Steadfast next argues that the district court erred in adopting the initial damages computations because they were “rife with false entries and prejudicial data entry errors.” Steadfast challenged the initial damages computations for the first time in its post-trial motion. The district court held that relief was unavailable under Federal Rules of Civil Procedure 52(b), 54(b) and 60(a)-(b).

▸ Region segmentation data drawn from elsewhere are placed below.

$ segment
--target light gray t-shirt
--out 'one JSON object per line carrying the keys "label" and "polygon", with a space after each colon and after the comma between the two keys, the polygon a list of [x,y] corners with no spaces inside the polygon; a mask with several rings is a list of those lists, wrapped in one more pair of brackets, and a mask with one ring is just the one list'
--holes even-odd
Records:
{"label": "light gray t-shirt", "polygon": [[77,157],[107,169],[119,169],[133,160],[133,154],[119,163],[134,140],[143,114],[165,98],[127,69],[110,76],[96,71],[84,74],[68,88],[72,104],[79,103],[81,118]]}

It  also then ruled that Steadfast had waived any right to contest the initial damages computations because it had declined to contest them in a timely manner, that is, before or during the bench trial. And Steadfast had opted not to present evidence to counter the Initial damages computations. Furthermore, Steadfast had failed to timely object in any respect to those damages computations or their underlying methodologies. The court agrees.

Affirmed.

Dissenting opinion

Richardson, J., dissenting:

The majority is wrong on the facts and wrong on the law. On the facts, the majority ignores crucial testimony and glosses over clear mistakes from the district court that form the heart of Steadfast’s argument on appeal. On the law, the majority dismisses careful distinctions in our precedent, relies instead on out-of-circuit cases, and stretches the factor test so far that it could cover most any economic arrangement. I respectfully dissent.

Chavez-Deremer v. Medical Staffing of America LLC, Case Nos. 23-2176, 23-2284, July 17, 2025. 4th Cir. (King), from EDVA at Norfolk (Jackson). Abram John Pafford for Appellants. Anne Warren King for Appellee. VLW 025-2-266. 102 pp.